Así como la Stoa corresponde a los cínicos en la filosofía postaristotélica, los epicúreos guardan un paralelismo acentuado con los cirenaicos; y así como entre las dos escuelas socráticas había una identidad fundamental, ocurre otro tanto entre el estoicismo y la doctrina de Epicuro. Este era ciudadano ateniense, pero nació en Samos, donde su padre había emigrado. Fue a Atenas a fines del siglo IV, y el año 366 fundó su escuela o comunidad en un jardín. Parece que era una personalidad notable, y ejerció un extraordinario ascendiente sobre sus adeptos. En el epicureismo se ve de un modo manifiesto que no se trata ya en Grecia de una filosofía entendida como ciencia, sino de un especial modo de vida. Algunas mujeres pertenecieron también al jardín de Epicuro. La escuela adquirió, sobre todo después de la muerte del maestro, un carácter casi religioso, e influyó extraordinariamente en Grecia y en el mundo romano. Hasta el siglo IV después de J.C. mantiene su actividad y su influjo el epicureismo. La exposición más importante de las doctrinas de Epicuro es el poema de Tito Lucrecio Caro (97-55), titulado De rerum natura.
La filosofía epicúrea es materialista; renueva en lo esencial la de Demócrito, con su teoría de los átomos. Todo es corporal, formado por la agregación de átomos diversos; el universo es un puro mecanismo, sin finalidad ni intervención alguna de los dioses en él. Estos son corporales como los hombres, pero hechos de átomos más finos y resplandecientes, y además poseen la inmortalidad. La percepción se explica también mediante la teoría atomista de los eídola o imágenes de las cosas, que penetran por los sentidos.
Pero a los epicúreos les falta también el sentido de la especulación. Al hacer física no se proponen descubrir la verdad de la naturaleza, sino simplemente tranquilizarse. Dan, por ejemplo, explicaciones físicas del trueno y del rayo, pero no una, sino varias; no les importa, en realidad, cuál sea la verdadera, sino sólo saber que puede haberlas, hacer comprender que el rayo es un hecho natural, no una muestra de la cólera divina, y conseguir así que el hombre viva en calma, sin temer a los dioses. Toda la doctrina epicúrea se dirige a la moral, al tipo de vida que debe seguir el sabio.

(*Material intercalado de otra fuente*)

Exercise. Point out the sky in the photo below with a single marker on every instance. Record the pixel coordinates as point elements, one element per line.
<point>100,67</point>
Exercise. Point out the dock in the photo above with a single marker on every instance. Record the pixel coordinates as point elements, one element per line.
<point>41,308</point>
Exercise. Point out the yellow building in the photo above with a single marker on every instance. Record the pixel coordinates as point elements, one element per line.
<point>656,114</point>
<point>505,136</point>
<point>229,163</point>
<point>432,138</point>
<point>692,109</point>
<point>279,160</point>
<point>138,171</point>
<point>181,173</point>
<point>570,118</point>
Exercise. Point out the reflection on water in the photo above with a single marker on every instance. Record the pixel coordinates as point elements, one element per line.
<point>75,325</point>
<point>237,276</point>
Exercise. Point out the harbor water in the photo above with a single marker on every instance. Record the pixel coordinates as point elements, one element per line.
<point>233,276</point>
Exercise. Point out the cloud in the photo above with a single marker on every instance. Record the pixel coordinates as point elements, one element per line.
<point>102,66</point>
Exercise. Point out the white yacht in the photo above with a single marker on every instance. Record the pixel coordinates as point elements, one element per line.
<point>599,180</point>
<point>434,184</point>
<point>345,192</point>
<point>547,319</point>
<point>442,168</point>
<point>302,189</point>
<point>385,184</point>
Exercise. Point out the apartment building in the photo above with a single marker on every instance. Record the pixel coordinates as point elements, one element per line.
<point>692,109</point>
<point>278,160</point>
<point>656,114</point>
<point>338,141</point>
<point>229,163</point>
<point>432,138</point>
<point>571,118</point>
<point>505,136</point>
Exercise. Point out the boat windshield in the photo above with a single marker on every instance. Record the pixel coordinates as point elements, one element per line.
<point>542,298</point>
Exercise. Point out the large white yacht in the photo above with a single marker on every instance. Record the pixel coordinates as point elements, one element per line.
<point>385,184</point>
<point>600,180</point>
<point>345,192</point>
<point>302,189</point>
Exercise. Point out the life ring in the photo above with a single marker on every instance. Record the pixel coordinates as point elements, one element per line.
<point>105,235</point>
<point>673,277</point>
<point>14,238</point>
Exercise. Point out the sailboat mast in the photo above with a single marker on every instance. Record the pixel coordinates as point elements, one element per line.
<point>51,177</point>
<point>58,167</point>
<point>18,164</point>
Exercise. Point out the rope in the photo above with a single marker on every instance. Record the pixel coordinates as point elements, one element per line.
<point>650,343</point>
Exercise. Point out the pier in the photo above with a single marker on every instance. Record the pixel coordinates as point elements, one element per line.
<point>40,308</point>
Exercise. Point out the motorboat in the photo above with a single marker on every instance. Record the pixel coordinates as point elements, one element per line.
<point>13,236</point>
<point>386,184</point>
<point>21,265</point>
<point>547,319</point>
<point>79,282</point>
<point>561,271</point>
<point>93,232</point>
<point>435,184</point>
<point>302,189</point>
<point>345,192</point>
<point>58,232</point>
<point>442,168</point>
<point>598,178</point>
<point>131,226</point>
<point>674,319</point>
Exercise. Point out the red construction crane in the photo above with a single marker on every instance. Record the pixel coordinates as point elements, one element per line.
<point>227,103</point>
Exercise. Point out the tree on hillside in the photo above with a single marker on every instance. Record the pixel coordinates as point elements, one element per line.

Epicuro opina que el placer es el verdadero bien; y, además, que es quien nos indica lo que conviene y lo que repugna a nuestra naturaleza. Rectifica, pues, las ideas de hostilidad antinatural ante el placer que invadían grandes zonas de la filosofía griega. Parece, a primera vista, que el epicureismo es el contra-polo de la Stoa; pero las semejanzas son más hondas que las diferencias. En primer lugar, Epicuro exige muy determinadas condiciones al placer: ha de ser puro, sin mezcla de dolor ni de desagrado; ha de ser duradero y estable; ha de dejar al hombre, por último, dueño de sí, libre, imperturbable. Con lo cual se eliminan casi totalmente los placeres sensuales para dejar paso a otros más sutiles y espirituales, y, ante todo, a la amistad y los goces del trato. Las pasiones violentas quedan excluidas de la ética epicúrea, porque arrebatan al hombre. El ideal del sabio es, pues, el del hombre sereno, moderado en todo, regido por la templanza, sin inquietudes, que conserva un perfecto equilibrio en cualquier circunstancia. Ni la adversidad, ni el dolor físico, ni la muerte alteran al epicúreo. Es conocida la resignación afable y bienhumorada con que Epicuro soportó su enfermedad dolorosísima y su muerte. Este ideal, por tanto, es de un gran ascetismo y, en sus rasgos profundos, coincide con el estoico. El apartamiento de los asuntos públicos, el desligamiento de la comunidad, son más fuertes aún en el epicureismo que en los círculos estoicos. El punto de partida es distinto: en un caso se trata de conseguir la virtud; en el otro, lo que se busca es el placer; pero el tipo de vida a que se llega en las dos escuelas viene a ser el mismo en esa época crepuscular del mundo antiguo, y está definido por dos notas reveladoras de una humanidad cansada: suficiencia e imperturbabilidad; bastarse a sí mismo y no alterarse por nada.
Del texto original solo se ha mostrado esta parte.